Arrivé au grand moment, pendant qu'Odru me visait et, ce me semble, que son pistolet ratait plusieurs fois, j'étudiais les contours du petit rocher[12]. Le temps ne me sembla point long (comme il semblait long, à la Moskowa, au très brave et excellent officier Andrea Corner, mon ami).

En un mot, je ne jouai point la comédie, je fus parfaitement naturel, point vantard, mais très brave.

J'eus tort, il fallait blaguer; avec ma vraie résolution de me battre, je me serais fait une réputation dans notre ville, où l'on se battait beaucoup, non pas comme les Napolitains de 1836, parmi lesquels les duels produisent très peu de cadavres, ou point, mais en braves gens. Par contraste avec mon extrême jeunesse (ce devait être en 1796, donc treize[13] ans, ou peut-être 1795) et mes habitudes retirées et d'enfant noble si j'eusse eu l'esprit de parler un peu je me faisais une réputation admirable.

M. Châtel, une de nos connaissances et de nos voisins, Grande-rue, avait tué six hommes. De mon temps, c'est-à-dire de 1798 à 1805, deux de mes connaissances, le fils Bernard et Rover Gros-bec, ont été tués en duel, M. Rover à quarante-cinq pas, à la nuit tombante, dans les délaissés du Drac, prés l'endroit où fut établi, depuis, le pont de fil de fer[14].
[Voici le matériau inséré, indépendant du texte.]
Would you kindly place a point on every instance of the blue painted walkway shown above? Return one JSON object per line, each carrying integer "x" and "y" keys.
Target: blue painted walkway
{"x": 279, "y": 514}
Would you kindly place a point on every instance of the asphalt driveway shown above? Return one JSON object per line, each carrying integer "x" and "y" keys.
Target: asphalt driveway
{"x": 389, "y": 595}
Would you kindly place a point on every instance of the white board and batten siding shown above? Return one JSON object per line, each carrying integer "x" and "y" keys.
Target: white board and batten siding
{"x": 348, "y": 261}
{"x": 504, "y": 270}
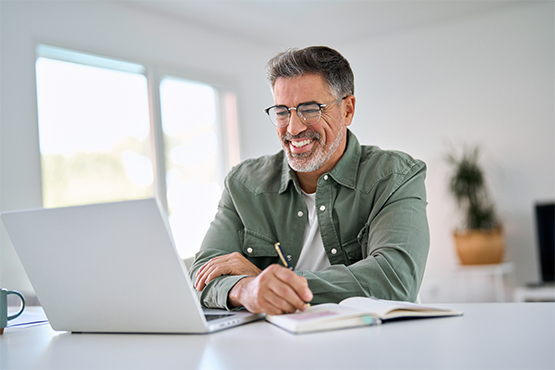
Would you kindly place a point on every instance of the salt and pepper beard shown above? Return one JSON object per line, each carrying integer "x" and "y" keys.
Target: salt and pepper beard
{"x": 315, "y": 158}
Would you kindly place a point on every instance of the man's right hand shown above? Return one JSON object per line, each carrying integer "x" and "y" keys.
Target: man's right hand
{"x": 274, "y": 291}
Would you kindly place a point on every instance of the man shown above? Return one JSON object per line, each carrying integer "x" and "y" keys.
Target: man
{"x": 350, "y": 219}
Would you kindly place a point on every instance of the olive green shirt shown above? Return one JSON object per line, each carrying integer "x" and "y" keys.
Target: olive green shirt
{"x": 371, "y": 213}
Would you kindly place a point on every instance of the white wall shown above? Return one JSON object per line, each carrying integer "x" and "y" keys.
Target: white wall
{"x": 108, "y": 29}
{"x": 488, "y": 80}
{"x": 484, "y": 79}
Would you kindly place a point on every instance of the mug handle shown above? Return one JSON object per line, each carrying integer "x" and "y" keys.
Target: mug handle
{"x": 22, "y": 304}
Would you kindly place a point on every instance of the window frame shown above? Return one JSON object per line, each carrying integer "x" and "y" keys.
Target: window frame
{"x": 229, "y": 152}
Ce fat de Bernard[15] (fils d'un autre fat, depuis juge à la Cour de Cassation, ce me semble, et ultra), ce fat de Bernard reçut au moulin de Canel[16] un petit coup d'épée de l'aimable Meffrey (M. de Meffrey, receveur général, mari de la dame d'honneur complaisante de Mme la duchesse de Berry. et depuis heureux héritier du gros Vourey). Bernard tomba mort, M. de Meffrey s'enfuit à Lyon; la querelle était presque de caste, Mareste fut, ce me semble, témoin de Meffrey et m'a raconté la chose.
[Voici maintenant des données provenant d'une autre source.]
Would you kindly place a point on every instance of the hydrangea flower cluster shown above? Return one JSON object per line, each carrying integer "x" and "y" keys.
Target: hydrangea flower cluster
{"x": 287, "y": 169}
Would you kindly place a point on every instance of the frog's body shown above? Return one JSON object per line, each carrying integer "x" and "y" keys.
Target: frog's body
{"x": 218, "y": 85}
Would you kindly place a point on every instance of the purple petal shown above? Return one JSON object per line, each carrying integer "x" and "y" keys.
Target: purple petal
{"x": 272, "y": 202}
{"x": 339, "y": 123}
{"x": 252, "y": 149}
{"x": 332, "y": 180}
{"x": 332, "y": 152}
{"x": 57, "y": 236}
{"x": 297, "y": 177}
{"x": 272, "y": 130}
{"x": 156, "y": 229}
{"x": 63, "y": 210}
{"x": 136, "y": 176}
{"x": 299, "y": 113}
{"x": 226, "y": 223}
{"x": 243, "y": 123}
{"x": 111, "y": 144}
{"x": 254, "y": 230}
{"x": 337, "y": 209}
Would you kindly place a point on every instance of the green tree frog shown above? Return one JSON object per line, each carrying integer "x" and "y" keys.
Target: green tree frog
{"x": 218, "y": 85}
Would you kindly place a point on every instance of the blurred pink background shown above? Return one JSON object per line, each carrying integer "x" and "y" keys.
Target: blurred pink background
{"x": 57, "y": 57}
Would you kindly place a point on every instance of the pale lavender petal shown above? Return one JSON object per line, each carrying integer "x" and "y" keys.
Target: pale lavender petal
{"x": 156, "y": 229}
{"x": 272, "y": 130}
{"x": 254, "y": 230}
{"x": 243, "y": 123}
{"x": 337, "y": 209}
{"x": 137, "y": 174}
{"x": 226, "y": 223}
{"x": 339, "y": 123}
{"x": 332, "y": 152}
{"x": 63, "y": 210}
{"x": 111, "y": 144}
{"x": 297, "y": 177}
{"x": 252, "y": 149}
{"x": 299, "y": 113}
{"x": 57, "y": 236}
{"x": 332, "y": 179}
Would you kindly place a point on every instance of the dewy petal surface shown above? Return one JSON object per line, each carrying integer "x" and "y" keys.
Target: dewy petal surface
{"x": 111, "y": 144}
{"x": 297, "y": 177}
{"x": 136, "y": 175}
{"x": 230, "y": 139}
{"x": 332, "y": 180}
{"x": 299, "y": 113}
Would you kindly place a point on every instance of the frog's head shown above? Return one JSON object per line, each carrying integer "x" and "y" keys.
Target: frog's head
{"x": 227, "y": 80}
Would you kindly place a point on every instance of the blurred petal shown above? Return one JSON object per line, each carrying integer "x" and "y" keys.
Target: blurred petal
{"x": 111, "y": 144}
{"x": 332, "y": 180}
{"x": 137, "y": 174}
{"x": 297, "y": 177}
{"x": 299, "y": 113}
Quoi qu'il en soit, je gagnai un remords profond:

1° A cause de mon espagnolisme, défaut exilant encore en 1830, ce que Fiore a reconnu et qu'il appelle avec Thucydide: Vous tendez, vos filets trop haut.

2° Faute de blague. Dans les grands dangers, je suis naturel et simple. Cela fut de bon goût à Smolensk, aux yeux du duc de Frioul. M. Daru, qui ne m'aimait pas, écrivit la même chose à sa femme, de Vilna, je pense, après la retraite de Moscou. Mais, aux yeux du vulgaire, je n'ai pas joué le rôle brillant auquel je n'avais qu'à étendre la main pour atteindre.

Plus j'y réfléchis, plus il me semble que cette dispute est de 1795, bien antérieure à ma passion pour les mathématiques, à mon amitié pour Bigillion, à mon amitié tendre pour Mlle Victorine.